2. Association des artistes et artisans st Soleil de Soissons la montagne : communauté d’artistes.

3. Agronomes et vétérinaires sans frontière (AVSF) : ONG internationale.

4. ATIC : institution du secteur privé spécialisé dans les TIC.

5. CUSM : plate-forme de rencontre d’un groupe d’ingénieurs et d’architectes.

6. EGAL/EGO, Réseau des bureaux de service communautaire de la Région métropolitaine.

7. FUNREDES.

8. GHRAP.

9. Groupe d’appui au milieu rural (GRAMIR) : ONG haïtienne.

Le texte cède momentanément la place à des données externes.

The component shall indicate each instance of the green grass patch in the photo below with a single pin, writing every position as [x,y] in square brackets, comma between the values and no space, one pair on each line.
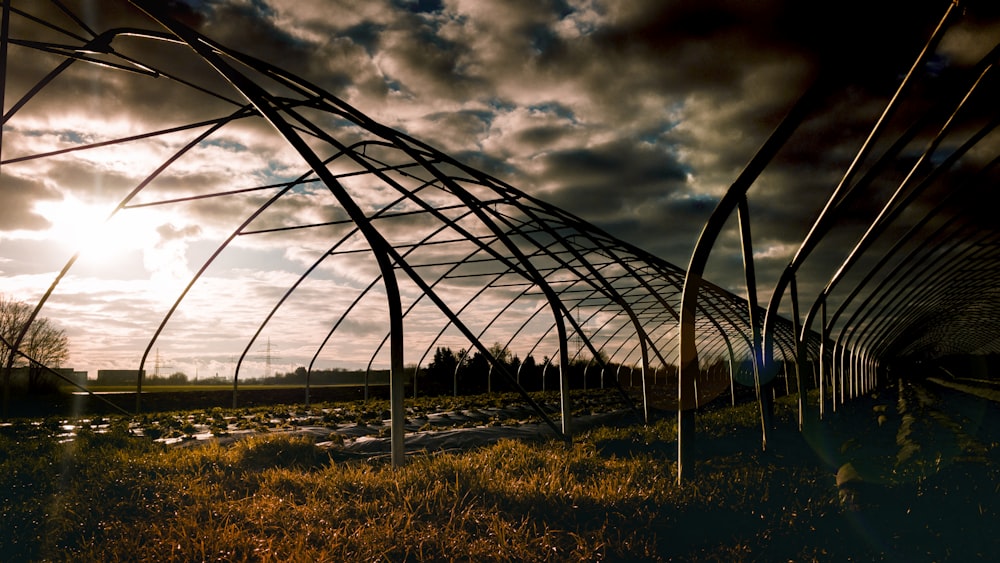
[612,495]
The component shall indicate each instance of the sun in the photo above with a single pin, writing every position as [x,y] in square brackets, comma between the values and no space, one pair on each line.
[90,230]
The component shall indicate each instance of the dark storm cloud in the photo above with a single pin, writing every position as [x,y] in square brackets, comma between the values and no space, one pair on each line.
[19,196]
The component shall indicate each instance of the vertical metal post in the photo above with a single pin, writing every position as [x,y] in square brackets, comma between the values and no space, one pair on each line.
[822,360]
[746,243]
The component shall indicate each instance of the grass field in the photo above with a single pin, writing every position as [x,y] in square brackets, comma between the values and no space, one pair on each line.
[609,496]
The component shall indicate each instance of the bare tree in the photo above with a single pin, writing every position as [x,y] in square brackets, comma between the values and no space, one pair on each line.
[44,343]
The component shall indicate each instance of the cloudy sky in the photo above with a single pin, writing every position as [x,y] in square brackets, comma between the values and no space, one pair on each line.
[635,115]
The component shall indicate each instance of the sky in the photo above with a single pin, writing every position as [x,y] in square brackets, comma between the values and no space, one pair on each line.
[635,115]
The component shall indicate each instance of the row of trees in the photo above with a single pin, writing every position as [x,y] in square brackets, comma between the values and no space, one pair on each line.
[467,372]
[44,344]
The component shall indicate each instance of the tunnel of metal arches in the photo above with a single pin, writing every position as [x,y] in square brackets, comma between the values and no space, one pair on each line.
[435,253]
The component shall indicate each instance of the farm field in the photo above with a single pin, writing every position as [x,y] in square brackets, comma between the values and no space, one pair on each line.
[924,485]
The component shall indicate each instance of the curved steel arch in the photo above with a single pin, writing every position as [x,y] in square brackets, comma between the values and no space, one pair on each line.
[940,293]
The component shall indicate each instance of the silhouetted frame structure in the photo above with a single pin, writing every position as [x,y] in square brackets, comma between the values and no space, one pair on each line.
[923,265]
[438,253]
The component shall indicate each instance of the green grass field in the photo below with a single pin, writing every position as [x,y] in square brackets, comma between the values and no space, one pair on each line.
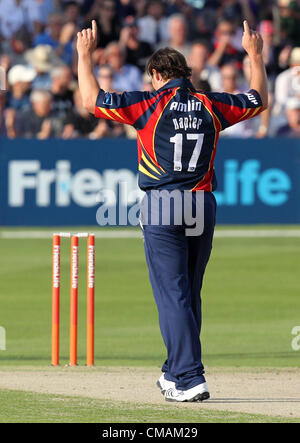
[250,304]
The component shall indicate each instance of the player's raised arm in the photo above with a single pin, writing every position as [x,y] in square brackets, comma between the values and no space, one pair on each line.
[89,88]
[253,45]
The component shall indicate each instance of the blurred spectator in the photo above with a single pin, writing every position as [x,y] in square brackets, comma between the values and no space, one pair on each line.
[154,25]
[105,78]
[40,35]
[59,36]
[125,8]
[71,11]
[147,83]
[39,121]
[231,85]
[198,61]
[20,78]
[137,52]
[289,20]
[125,77]
[224,49]
[3,131]
[288,82]
[177,35]
[204,25]
[62,94]
[17,13]
[230,79]
[16,46]
[43,59]
[80,123]
[104,12]
[292,128]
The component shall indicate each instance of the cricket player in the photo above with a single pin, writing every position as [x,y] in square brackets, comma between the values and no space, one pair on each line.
[177,133]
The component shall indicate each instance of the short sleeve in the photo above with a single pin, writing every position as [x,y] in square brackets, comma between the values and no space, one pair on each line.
[234,108]
[127,108]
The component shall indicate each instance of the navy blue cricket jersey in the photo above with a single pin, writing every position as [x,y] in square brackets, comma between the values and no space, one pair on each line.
[177,130]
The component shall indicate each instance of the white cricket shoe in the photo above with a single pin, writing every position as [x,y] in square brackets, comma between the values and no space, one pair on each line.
[197,393]
[164,384]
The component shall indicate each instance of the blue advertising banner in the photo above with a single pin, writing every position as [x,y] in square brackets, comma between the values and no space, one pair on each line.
[58,182]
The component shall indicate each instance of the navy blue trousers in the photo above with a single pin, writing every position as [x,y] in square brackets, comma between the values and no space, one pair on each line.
[176,264]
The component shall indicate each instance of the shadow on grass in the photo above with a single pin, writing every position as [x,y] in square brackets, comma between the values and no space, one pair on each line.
[254,400]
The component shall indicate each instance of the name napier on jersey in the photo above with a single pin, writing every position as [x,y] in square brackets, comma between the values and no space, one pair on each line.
[188,122]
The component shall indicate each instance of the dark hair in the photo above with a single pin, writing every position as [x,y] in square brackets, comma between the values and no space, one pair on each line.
[169,63]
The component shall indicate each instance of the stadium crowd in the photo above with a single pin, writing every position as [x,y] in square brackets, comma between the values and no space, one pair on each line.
[39,60]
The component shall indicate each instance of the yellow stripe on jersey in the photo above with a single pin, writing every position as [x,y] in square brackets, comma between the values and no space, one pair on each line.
[144,171]
[148,163]
[117,114]
[105,112]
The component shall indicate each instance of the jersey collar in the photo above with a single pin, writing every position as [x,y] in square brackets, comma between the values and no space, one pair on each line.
[175,83]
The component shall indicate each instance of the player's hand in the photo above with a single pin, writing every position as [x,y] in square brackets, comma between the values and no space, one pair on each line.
[87,40]
[252,41]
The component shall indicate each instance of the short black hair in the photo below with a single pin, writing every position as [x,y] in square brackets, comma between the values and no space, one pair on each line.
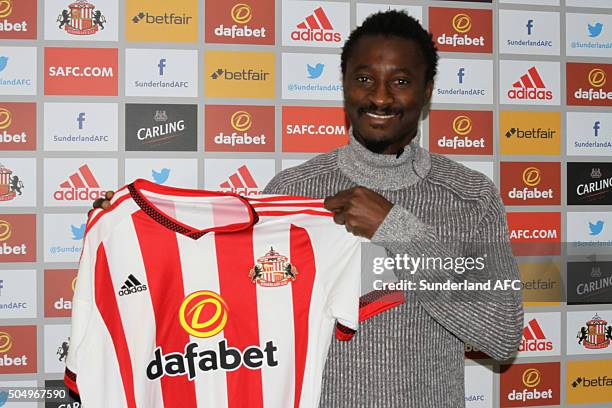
[394,23]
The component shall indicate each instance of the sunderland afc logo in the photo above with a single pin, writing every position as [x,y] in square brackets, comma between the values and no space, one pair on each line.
[82,19]
[272,269]
[595,335]
[10,184]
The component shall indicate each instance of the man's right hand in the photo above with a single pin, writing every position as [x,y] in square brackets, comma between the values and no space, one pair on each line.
[103,203]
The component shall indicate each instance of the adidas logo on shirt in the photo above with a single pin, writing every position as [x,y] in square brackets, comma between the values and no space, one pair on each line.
[132,285]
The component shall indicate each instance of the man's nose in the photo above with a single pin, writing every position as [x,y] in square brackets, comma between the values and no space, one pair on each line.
[380,95]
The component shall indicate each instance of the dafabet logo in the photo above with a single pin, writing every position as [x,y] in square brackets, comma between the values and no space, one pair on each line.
[161,21]
[17,126]
[461,132]
[17,237]
[17,349]
[239,74]
[527,385]
[240,22]
[18,19]
[589,382]
[461,30]
[523,133]
[526,183]
[59,290]
[313,129]
[81,71]
[589,84]
[535,233]
[239,128]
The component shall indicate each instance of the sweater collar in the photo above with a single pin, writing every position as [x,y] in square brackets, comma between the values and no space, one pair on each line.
[383,171]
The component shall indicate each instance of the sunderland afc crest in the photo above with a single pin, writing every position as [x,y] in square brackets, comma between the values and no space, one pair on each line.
[596,334]
[272,269]
[10,184]
[82,19]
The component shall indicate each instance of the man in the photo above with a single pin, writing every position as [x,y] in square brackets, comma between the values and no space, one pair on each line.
[385,188]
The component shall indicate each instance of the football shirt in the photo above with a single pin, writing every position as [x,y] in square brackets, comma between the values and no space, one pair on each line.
[204,299]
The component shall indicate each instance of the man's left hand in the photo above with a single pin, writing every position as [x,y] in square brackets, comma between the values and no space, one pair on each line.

10. Groupe d’appui aux rapatriés et réfugiés (GARR) : groupe intervenant sur les questions de migration, les problèmes des réfugiés et rapatriés.

11. Groupe Média alternatif : presse.

12. OXFAM Québec : ONG internationale.

13. Plateforme des organisations haïtiennes des droits humains (POHDH) : secteur droits humains.

14. Plateforme haïtienne de plaidoyer pour un développement alternatif (PAPDA) : plaidoyer et mouvements sociaux.

15. Plateforme nationale de sécurité alimentaire (PFNSA) : groupe intervenant sur la sécurité et la souveraineté alimentaire.

16. Parole et Action : ONG haïtienne.

17. SAKS : Réseau de radios communautaires.

18. Réseau national de souveraineté et de sécurité alimentaire : groupe des mouvements paysans haïtiens.